Background: Percutaneous coronary intervention (PCI) with drug-eluting stents (DES) has become a reasonable alternative to coronary artery bypass graft in the treatment of unprotected left main coronary artery disease. However, the results of 2 nd generation DES in the treatment of these lesions are unknown. The objective of this study was to compare the efficacy and safety of stenting with everolimus-eluting stent (EES) compared with sirolimus-eluting stent (SES) for the treatment of left main disease in the “real world” setting. Methods: In the Efficacy of Xience/promus versus Cypher in rEducing Late Loss after stENTing (EXCELLENT) registry, a total of 5161 patients were enrolled from 29 centers in Korea between January 2006 and May 2010. Of these, 241 patients with symptomatic left main coronary artery disease undergoing PCI were analyzed; 139 patient implanted with EES and 102 with SES. We evaluated the rate of all-cause death, cardiac death, myocardial infarction, ischemia-driven target lesion revascularization (TLR) and stent thrombosis.
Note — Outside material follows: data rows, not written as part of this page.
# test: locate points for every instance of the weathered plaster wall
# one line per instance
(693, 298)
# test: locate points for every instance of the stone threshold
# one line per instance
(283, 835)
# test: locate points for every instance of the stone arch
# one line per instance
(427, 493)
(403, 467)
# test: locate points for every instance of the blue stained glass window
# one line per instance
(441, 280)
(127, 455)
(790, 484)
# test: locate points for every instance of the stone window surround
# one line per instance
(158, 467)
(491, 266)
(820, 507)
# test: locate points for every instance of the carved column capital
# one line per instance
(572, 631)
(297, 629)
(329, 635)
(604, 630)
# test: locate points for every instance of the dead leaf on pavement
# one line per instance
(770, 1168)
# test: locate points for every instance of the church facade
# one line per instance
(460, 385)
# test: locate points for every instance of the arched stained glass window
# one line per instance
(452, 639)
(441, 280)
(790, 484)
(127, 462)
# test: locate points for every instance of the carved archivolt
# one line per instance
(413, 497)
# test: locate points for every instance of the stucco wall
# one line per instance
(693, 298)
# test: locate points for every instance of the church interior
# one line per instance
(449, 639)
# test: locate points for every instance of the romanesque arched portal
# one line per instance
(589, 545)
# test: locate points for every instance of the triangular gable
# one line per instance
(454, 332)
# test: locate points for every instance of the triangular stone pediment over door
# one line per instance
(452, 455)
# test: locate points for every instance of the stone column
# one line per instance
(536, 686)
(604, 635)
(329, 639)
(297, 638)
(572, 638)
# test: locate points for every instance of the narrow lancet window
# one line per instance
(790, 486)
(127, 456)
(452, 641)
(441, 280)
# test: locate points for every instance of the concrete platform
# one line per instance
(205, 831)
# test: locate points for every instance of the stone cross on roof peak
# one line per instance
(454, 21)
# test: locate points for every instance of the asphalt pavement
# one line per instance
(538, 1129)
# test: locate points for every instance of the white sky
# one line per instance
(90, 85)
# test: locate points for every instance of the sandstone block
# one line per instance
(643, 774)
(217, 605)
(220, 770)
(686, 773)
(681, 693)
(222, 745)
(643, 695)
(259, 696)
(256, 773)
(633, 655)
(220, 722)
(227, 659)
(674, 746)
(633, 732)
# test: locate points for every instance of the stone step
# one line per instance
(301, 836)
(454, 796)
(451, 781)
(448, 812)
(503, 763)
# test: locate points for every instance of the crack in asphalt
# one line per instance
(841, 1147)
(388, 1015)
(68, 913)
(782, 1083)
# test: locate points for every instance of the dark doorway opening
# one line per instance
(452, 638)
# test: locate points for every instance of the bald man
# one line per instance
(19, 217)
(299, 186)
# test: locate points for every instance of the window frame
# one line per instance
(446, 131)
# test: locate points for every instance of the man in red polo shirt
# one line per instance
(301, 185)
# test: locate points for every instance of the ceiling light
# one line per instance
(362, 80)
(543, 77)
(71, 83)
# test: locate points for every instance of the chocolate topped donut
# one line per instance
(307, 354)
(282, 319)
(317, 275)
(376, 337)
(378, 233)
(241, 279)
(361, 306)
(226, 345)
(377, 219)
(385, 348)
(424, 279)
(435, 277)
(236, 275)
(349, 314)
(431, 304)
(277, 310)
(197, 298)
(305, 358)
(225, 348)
The primary end point of this study was major adverse cardiac events (MACE, composite of death, myocardial infarction, and ischemia-driven TLR) at 1 year. Results: Baseline characteristics are similar between the two groups. At 1 year, the cumulative incidence of MACE was 8.6% in the EES and 10.8% in the SES group (p = 0.697). There were no differences in the rate of hard end point (death and myocardial infarction) (5.0% vs. 4.9%, p = 0.909) between the two groups. However, the rate of TLR was numerically lower in the EES group compared with the SES group (3.6% vs. 5.9%), although statically insignificant (p = 0.470). One patient in the EES group (0.7%) and one patient in the SES group (1.0%) experienced stent thrombosis (p = 0.823). Conclusion: Implantation of either EES or SES for the treatment of unprotected left main disease is effective and safe. Both stents showed comparable 1-year clinical results regarding MACE and hard endpoint.